I feel like this blog has become pretty baby-centered. Which is all fine and good — I've got a beautiful little boy and I want to show him off. But this has been my personal outlet for the past year, and I miss it.
Actually I don't miss it. I miss having something interesting to say on it.
I had every intention of continuing to write the way I had been — about my life, my thoughts, my adventures, my rants and raves — once Calvin arrived. I didn't want this blog to become all about me being a mom, because I vowed I would always be more than that. I would still be ME — with my own interests and hobbies and a life outside my baby.
But my life is different now. Right now I don't have many thoughts that don't revolve around my son. I'm home with him all day, every day.
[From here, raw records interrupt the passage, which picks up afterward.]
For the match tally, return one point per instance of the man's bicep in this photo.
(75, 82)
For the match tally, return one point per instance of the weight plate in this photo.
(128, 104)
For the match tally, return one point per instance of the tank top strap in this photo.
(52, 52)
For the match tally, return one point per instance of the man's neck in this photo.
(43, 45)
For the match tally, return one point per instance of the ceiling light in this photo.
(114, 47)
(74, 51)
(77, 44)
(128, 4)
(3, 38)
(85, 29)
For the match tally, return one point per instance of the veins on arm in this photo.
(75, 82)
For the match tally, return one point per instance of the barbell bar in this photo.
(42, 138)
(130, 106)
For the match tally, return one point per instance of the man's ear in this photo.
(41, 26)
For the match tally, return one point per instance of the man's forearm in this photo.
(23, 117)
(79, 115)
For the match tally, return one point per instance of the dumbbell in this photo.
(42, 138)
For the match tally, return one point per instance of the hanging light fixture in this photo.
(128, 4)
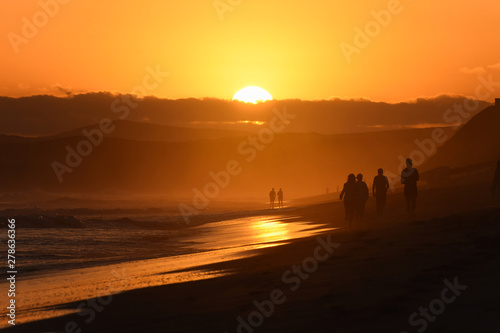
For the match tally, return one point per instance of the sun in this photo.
(252, 95)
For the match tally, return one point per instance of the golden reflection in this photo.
(269, 231)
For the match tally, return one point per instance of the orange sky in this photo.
(290, 48)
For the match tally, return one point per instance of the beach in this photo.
(370, 278)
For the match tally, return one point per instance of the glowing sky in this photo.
(292, 49)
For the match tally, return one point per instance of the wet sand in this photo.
(377, 275)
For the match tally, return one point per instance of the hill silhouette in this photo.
(471, 153)
(303, 164)
(49, 115)
(139, 131)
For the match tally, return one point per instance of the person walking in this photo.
(280, 198)
(350, 193)
(379, 189)
(495, 188)
(363, 194)
(410, 177)
(272, 197)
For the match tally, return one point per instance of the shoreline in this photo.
(375, 280)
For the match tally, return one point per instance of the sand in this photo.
(377, 275)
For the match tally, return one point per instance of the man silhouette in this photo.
(272, 197)
(409, 177)
(379, 189)
(280, 198)
(495, 188)
(362, 197)
(350, 193)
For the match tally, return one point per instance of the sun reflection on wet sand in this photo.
(213, 243)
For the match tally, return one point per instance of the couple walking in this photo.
(355, 194)
(272, 198)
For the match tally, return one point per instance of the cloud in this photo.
(495, 66)
(475, 70)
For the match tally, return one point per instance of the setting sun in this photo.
(252, 95)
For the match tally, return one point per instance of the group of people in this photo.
(272, 198)
(355, 192)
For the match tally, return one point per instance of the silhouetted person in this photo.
(409, 177)
(272, 197)
(379, 189)
(363, 195)
(350, 193)
(495, 188)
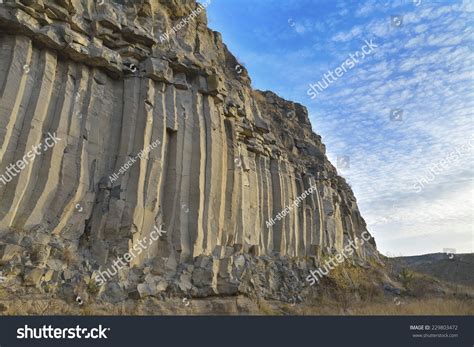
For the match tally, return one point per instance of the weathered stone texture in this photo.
(228, 158)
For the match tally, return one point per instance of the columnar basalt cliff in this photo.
(219, 160)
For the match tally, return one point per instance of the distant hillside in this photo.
(455, 268)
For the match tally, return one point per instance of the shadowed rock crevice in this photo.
(207, 158)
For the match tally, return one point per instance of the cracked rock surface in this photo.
(227, 159)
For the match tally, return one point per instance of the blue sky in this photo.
(412, 173)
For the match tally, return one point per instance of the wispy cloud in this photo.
(422, 67)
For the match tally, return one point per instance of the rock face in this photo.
(156, 127)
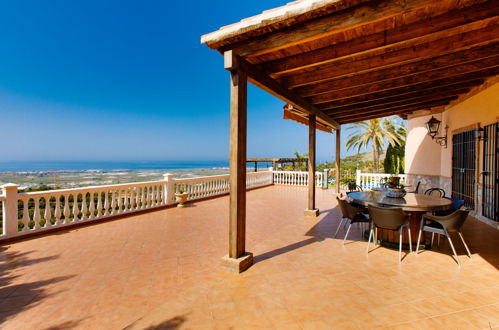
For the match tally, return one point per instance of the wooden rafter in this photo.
(402, 93)
(295, 59)
(376, 58)
(409, 54)
(260, 79)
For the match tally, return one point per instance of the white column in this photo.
(10, 209)
(324, 178)
(168, 186)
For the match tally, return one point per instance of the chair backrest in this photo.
(387, 218)
(348, 210)
(456, 203)
(435, 192)
(354, 187)
(454, 221)
(417, 187)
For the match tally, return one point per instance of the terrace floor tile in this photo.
(161, 270)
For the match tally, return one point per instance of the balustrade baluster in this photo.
(91, 208)
(113, 202)
(47, 215)
(84, 208)
(57, 211)
(137, 198)
(107, 195)
(66, 212)
(76, 210)
(26, 219)
(99, 205)
(36, 213)
(120, 201)
(157, 195)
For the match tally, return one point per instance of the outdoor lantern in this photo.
(432, 126)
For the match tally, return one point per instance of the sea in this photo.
(32, 166)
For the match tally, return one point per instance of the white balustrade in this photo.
(31, 212)
(295, 178)
(374, 180)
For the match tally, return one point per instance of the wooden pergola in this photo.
(276, 161)
(343, 61)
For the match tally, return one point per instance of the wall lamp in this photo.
(480, 134)
(433, 125)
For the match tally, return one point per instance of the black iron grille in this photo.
(464, 167)
(490, 198)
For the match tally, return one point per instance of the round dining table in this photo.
(414, 204)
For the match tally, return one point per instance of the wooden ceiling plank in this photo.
(416, 68)
(361, 117)
(263, 81)
(476, 70)
(396, 99)
(365, 17)
(402, 92)
(400, 105)
(335, 70)
(297, 59)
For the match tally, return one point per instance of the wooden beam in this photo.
(396, 110)
(381, 110)
(364, 17)
(338, 160)
(461, 58)
(237, 164)
(296, 59)
(381, 59)
(262, 80)
(476, 70)
(237, 260)
(401, 93)
(394, 101)
(311, 210)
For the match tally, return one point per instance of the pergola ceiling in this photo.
(348, 61)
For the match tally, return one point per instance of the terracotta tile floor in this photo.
(160, 270)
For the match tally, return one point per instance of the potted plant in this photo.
(181, 197)
(394, 180)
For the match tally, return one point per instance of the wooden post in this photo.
(311, 210)
(9, 209)
(238, 259)
(338, 160)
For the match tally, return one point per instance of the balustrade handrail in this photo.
(373, 180)
(90, 188)
(37, 211)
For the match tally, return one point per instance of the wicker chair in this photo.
(351, 213)
(389, 218)
(444, 225)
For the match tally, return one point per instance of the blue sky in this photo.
(129, 80)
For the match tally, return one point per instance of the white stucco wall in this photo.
(429, 162)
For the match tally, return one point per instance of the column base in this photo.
(312, 213)
(237, 265)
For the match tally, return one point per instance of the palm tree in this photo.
(375, 132)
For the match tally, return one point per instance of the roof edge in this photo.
(290, 14)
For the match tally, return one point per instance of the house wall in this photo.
(428, 162)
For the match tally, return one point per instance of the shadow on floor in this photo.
(16, 298)
(170, 324)
(322, 230)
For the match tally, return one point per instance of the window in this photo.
(464, 167)
(490, 198)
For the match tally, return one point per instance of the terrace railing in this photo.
(374, 180)
(294, 178)
(32, 212)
I'm not working. I don't have a lot of adult interaction, unless you count Ellen Degeneres, Ina Garten, and the detectives on Law & Order.
It's like I'm living in a mommy cocoon, where all I see, hear, smell is baby.
It's not who I wanted to be. But it's who I need to be, right now, for my family. I need to be here with Calvin, because he's still small and I'm his source of comfort, of entertainment, of food. I need to be totally engrossed in my baby's every movement, because soon he'll be spending his days in childcare with a stranger, while I'm at work, missing out. I need to be home so Nate, who is working hard so I don't have to, can get a break once in a while. And I need to be this person, because I want to be this person. I want to be a mom. His mom. The person who knows him better than anyone else on earth, who loves him more than anyone else ever will.
I fear this makes me irrelevant to some. And I don't want to be irrelevant. I don't want my friends who don't have kids to think I've gone off the deep end, that I don't remember what it was like to not have children. Because I do. It was two months ago, and I loved it. How could I forget the freedom I had before I had a baby? (Seriously impossible. I dream about it daily.)
Every time someone becomes a parent for the first time, you hear about their new set of priorities. But I don't think I have a new set. I think I have a bigger set.
Of course Calvin is my number one priority. But that doesn't mean the others fall away. My faith, my husband, my family, my friends, myself — all still priorities. I refuse to give up my quiet time, regular dates with my husband, trips to see my family, long dinners with my friends, or weekend afternoons shopping alone. Those are things I need to do to be whole.
I can't teach my children to have a balanced life if I don't have one myself.
So, while I don't have much to say right now, I know I will again. I won't be cocooned up in mommyland forever. Don't get me wrong, I'm a permanent resident. I love it here.
But I will soon venture out, because it's not enough. I'm still me.
6 comments:
Abby-I think you have a lot to say ;-) And you said it well. You'll figure out how to balance the tightrope in due time. And I have no doubt you'll become a master at it. Now I'm going to go wipe away the tear in my eye and gaze at my son.
Right on, Abs! I have always felt that having time to be Jaime makes me better at being Mommy. I can't do just Mommy... that's only a part of me. A big part, but the rest is still there too :)
Just because you are a mommy doesn't mean you can't have a life outside of them and I know you will be great at the "balancing act." This post made me think about my early days with Ben and the relationship woes we went through. I think each mom has to decide her priorities for herself. Some will find that in order to be themselves they still need that alone time on a regular basis and some may find that they feel the most like themselves when they are with their babies. I don't think either is wrong. I think it's cool that we can all figure this mommy thing out in our own way. The bottom line is that we love our kids and want to do what's best for them. I will say though...balance is MUCH easier once you've gotten over the newborn hump. :) Love you and think you are a great mom.
great thoughts abby ... i think we can all relate to it!
From one of your no-kid friends... you have NOT gone off the deep end =) Life's changed and you're doing a great job rolling with it! Don't feel like you have to apologize to anyone for loving on your baby! We'd all be asking for more if you didn't post it anyway!!
If I ever have kids, I swore I would not do what my father did - make them my entire life. He's almost 60 and still has no idea what he wants to do. I think you're too smart to go down that road, especially since you can recognize the need to be your own person first. It's so important. Great post.